If you do one without the other, there is no point. Why? Because these little scoundrels will just grow in the neglected area. E.g. You clean up the feral cat and leave their environment. All that will happen is the cat will get infected again from its contaminated environment, are you with me?
If you really want to help the feral cat, you need to really take the cat into your house. While he is free it will be a perpetual cycle. Wouldn’t be worth your time in the first place.
Once you take the cat in, you can consult your vet on what flea treatment he recommends.
Why are Feral Cats Susceptible to disease and infection?
You may be thinking, why are these feral cats always picking up these diseases and ailments? Well, let me take some time to explain this now.
The short answer to this is their environment. They tend to live in abandoned houses, dumped cars, etc. Places where rats and vermin are rife. They even routinely eat from rubbish bins.
As you can see it’s a recipe for disaster. They face a contant cycle of disease, infection, and reproduction. Each kitten is born into the same environment and the cycle continues.
In addition to this, their life span is often quite short. You can expect them to live as little as 2 or 3 years in these conditions.
Is it a good idea to feed these Feral cats?
If you see one of these cats out in the wild, there is a chance that you may feel sorry for them and attempt to feed them to ease your conscious. Some owners even buy outdoor feeders for feral cats (Click here for my best ones). But is this the right thing to do?
To be honest, no it’s not. Although it may make you feel better, it doesn’t address the real issue. It’s similar to feeding a homeless person one meal or giving them some coin. Yes, they will appreciate it, but does it really solve the root cause of their problems? No.
To really help, they need to be taken in and nursed back to health. This will break the vicious cycle and make a difference.
On the other hand, if you throw them a sandwich, they will eat it, move on with their day, and have more kittens, and the cycle continues, are you with me?
In this section, I will answer some questions related to feral cat fleas. If you have a burning question that you need to be answered, that you can’t see covered, drop me a comment below.
Q: What other diseases or infections can feral cats pick up?
Unfortunately, feral cats are subject to many diseases, for reasons discussed earlier.

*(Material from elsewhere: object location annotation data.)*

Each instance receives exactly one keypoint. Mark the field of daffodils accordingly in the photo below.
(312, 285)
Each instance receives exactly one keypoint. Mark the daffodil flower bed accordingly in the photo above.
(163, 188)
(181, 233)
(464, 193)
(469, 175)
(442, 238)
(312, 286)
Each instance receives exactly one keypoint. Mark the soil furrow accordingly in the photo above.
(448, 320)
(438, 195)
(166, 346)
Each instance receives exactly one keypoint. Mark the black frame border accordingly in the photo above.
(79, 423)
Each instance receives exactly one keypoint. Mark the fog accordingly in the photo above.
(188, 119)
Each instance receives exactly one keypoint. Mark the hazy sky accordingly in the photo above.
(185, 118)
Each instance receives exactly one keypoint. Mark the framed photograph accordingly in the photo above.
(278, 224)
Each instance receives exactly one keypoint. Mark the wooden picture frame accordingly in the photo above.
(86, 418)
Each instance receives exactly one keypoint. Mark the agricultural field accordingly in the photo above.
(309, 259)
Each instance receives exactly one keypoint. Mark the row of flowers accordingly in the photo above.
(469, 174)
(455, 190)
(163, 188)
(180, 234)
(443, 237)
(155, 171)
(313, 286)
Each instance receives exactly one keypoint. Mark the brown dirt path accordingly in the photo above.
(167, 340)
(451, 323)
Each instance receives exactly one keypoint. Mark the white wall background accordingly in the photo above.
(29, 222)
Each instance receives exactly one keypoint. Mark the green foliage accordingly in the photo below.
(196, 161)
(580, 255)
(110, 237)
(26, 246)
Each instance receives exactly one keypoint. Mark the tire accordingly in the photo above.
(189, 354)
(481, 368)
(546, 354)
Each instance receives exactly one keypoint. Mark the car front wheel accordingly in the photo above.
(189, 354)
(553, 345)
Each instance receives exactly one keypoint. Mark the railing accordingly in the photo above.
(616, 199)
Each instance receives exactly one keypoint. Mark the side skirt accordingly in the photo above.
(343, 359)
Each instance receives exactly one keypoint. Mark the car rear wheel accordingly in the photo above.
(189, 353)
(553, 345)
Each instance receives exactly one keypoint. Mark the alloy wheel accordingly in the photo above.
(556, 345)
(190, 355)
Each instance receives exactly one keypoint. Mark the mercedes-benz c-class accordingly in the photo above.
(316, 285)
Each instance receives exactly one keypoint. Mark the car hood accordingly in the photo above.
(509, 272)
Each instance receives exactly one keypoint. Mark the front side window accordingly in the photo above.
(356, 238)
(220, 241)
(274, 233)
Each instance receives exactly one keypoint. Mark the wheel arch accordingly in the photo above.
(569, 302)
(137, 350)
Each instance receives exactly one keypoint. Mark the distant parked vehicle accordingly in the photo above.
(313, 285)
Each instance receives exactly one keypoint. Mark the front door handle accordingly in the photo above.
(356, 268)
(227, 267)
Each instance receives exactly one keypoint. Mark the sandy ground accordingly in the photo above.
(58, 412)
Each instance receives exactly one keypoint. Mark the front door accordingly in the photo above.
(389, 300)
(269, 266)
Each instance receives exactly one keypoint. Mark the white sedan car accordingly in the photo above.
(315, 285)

It is not limited to fleas. To help you get a feel of these, let me explain them now:
You can usually see some obvious symptoms for this one. Typically the cat will scratch and shake its head. To be honest it will usually look quite excessive. These ear mites cause some serious irritation.
The good thing is, they are not lethal. But they are still very painful and frustrating. In some cases, they may even draw blood and scratch themselves quite severely.
These parasites come in a few different forms. Such as Coccidia and roundworms. These annoying scoundrels lay dormant in the cat’s system. You may find that they may suffer from diarrhea at this time, which is a known symptom.
Q: Do all feral cats have fleas?
Many people may assume that all feral cats have fleas. To be honest it is a fair assumption because it is quite a common issue. However, no they do not all have fleas. But, the chances are they do.
The reality is, even an indoor cat can get fleas (click here to see how to get Flea Dirt off your cat). The reason for this is because of the way fleas work. Remember earlier when I talked about the flea life cycle? Well, this is the reason why. They travel from one place to the next using innocent bystanders, in particular, you. So, they can multiply and reach many unexpected areas.